Dessen Autor, Jürgen Trautner, konnte von zahlreichen seltenen und bedrohten Tier- und Pflanzenarten berichten, die sich auf dem Gelände der Gewinnungsstätte angesiedelt haben. Dabei unterlägen diese Bereiche einer erheblichen Dynamik und orientierten sich am Rohstoffabbau. Allerdings nehme die Artenvielfalt der naturbelassenen Fläche zu, je größer diese sei und je länger sie sich selbst überlassen bliebe. Natur sei nicht immer das, was Menschen als schön ansähen. Trautner begleitet Meichle + Mohr seit den 1990er Jahren wissenschaftlich.

Staatssekretär Baumann, ein ausgewiesener Naturschutzexperte, begrüßt diese Dynamik der Abbaustätten ausdrücklich. „In Abbaustätten finden Tier- und Pflanzenarten eine neue Heimat, die frühen in Wildflusslandschaften zuhause waren. Der Radlader ersetzt das Hochwasser. Der Flussregenpfeifer brütet nicht mehr auf Kiesbänken der Flüsse, sondern in Kiesgruben.“

Alle Beteiligten waren sich des Dilemmas zwischen dem hohen gesellschaftlichen Bedarf an mineralischen Rohstoffen wie Kies und Sand und den für dessen Gewinnung benötigten Flächen bewusst. Dr. Rainer Luick, Professor für Natur- und Umweltschutz an der Hochschule Rottenburg, sah hier noch erhebliches Verbesserungspotential. Bekannte Rohstoffvorkommen sollten zunächst erschlossen werden, bevor deren Flächen bebaut oder anderweitig genutzt würden. Er wies außerdem darauf hin, dass es nicht immer erstrebenswert sei, erschlossene Gewinnungsflächen zu rekultivieren mit dem Ziel, deren vorherigen Zustand wiederherzustellen. Vielmehr sollten Magerflächen, wie sie durch die Rohstoffgewinnung entstünden und in der ansonsten intensiv genutzten Landschaft nur mehr selten vorkämen, als solche erhalten werden.

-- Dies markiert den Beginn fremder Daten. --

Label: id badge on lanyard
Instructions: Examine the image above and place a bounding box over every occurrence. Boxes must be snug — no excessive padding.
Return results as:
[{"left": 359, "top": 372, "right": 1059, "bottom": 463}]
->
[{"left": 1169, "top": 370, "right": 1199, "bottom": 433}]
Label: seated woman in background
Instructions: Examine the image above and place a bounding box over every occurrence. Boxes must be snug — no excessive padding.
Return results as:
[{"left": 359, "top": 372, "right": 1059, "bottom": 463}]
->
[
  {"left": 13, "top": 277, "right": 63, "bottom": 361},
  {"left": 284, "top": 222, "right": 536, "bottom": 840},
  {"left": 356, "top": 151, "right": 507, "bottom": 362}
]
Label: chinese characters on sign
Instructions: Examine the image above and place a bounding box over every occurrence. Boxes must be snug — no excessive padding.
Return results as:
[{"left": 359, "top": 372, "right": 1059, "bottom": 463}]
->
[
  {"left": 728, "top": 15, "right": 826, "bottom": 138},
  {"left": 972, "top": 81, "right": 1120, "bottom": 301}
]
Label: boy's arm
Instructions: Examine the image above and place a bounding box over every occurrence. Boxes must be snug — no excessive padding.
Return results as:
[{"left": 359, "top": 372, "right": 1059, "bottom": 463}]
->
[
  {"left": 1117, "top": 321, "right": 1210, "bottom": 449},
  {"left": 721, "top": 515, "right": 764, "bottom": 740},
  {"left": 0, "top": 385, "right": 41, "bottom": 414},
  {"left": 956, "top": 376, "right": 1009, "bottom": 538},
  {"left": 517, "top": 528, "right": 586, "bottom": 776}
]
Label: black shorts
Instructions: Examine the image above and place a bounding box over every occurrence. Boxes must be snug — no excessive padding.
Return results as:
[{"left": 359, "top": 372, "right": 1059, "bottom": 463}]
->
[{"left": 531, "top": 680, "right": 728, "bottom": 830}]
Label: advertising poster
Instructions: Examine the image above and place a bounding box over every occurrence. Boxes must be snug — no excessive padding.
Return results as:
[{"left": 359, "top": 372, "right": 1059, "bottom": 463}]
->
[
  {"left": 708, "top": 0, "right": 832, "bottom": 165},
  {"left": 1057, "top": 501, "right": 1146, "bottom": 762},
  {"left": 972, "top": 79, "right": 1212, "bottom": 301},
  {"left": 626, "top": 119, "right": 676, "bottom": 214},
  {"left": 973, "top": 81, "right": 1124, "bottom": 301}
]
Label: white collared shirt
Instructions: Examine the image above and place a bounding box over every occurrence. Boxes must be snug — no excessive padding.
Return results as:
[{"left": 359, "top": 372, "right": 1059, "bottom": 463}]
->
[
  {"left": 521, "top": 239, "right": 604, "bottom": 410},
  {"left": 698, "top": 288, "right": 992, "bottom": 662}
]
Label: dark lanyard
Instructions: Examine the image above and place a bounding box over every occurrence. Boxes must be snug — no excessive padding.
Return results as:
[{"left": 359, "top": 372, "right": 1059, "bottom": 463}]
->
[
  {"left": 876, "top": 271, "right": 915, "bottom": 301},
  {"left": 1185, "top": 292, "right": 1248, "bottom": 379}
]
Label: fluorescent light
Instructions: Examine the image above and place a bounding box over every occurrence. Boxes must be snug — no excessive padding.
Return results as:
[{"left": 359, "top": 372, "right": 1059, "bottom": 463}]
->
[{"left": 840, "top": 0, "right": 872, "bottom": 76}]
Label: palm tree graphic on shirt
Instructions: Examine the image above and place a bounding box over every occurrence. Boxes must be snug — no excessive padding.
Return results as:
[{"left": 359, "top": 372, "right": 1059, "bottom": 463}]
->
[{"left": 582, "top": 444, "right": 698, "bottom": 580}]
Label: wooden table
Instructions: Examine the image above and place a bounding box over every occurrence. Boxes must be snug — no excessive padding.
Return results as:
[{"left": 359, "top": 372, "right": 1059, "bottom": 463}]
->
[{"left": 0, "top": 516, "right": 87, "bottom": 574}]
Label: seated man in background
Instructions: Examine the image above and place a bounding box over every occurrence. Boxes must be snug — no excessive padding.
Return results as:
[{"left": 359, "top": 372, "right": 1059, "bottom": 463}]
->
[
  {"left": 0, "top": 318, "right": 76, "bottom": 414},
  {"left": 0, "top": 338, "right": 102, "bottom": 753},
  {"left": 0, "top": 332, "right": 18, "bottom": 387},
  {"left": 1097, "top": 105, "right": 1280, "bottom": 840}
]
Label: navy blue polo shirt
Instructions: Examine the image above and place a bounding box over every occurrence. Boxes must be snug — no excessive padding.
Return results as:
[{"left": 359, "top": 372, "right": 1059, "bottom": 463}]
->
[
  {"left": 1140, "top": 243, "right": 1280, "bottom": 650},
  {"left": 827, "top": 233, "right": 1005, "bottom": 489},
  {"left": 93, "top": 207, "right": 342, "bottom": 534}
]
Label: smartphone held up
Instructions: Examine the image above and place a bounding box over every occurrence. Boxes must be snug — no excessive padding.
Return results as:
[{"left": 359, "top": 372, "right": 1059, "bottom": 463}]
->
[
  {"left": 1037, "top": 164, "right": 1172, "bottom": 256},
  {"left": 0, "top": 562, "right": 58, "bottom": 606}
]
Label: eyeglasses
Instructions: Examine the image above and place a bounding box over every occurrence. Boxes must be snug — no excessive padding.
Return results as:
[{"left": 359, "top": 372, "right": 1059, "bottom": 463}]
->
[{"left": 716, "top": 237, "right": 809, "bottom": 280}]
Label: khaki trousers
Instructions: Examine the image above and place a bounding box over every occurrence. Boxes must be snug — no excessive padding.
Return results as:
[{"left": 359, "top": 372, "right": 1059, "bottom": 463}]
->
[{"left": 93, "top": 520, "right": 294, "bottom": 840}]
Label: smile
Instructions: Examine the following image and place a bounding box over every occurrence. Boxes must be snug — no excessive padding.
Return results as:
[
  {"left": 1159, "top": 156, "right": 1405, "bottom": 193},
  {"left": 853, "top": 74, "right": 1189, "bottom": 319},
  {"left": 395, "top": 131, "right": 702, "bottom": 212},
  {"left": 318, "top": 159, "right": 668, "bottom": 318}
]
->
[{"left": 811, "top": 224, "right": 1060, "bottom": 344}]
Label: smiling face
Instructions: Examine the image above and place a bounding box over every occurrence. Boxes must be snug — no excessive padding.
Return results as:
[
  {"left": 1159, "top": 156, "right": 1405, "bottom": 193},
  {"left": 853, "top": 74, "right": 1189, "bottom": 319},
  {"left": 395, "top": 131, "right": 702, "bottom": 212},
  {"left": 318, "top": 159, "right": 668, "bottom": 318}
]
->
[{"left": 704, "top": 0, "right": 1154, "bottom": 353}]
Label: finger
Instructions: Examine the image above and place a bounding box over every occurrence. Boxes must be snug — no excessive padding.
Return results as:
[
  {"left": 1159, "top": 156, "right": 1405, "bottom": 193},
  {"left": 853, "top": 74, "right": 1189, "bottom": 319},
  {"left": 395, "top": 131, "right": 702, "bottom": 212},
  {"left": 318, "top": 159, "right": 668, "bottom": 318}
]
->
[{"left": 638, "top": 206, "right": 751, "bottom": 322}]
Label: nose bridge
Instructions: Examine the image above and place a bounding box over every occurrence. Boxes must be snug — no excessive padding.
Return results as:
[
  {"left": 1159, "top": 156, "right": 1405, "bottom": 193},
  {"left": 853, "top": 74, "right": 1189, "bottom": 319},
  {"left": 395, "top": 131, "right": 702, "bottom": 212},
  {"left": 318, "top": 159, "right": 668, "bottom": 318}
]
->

Auf die Bedeutung von Recycling-Baustoffen zur Schonung der Lagerstätten wies der Hauptgeschäftsführer des ISTE, Thomas Beißwenger, hin. Immerhin nutze man in Baden-Württemberg 10 Millionen Tonnen an Recycling-Material. Baumann lobte den Einsatz von Recycling-Baustoffen und warb für eine verstärkte Verwendung.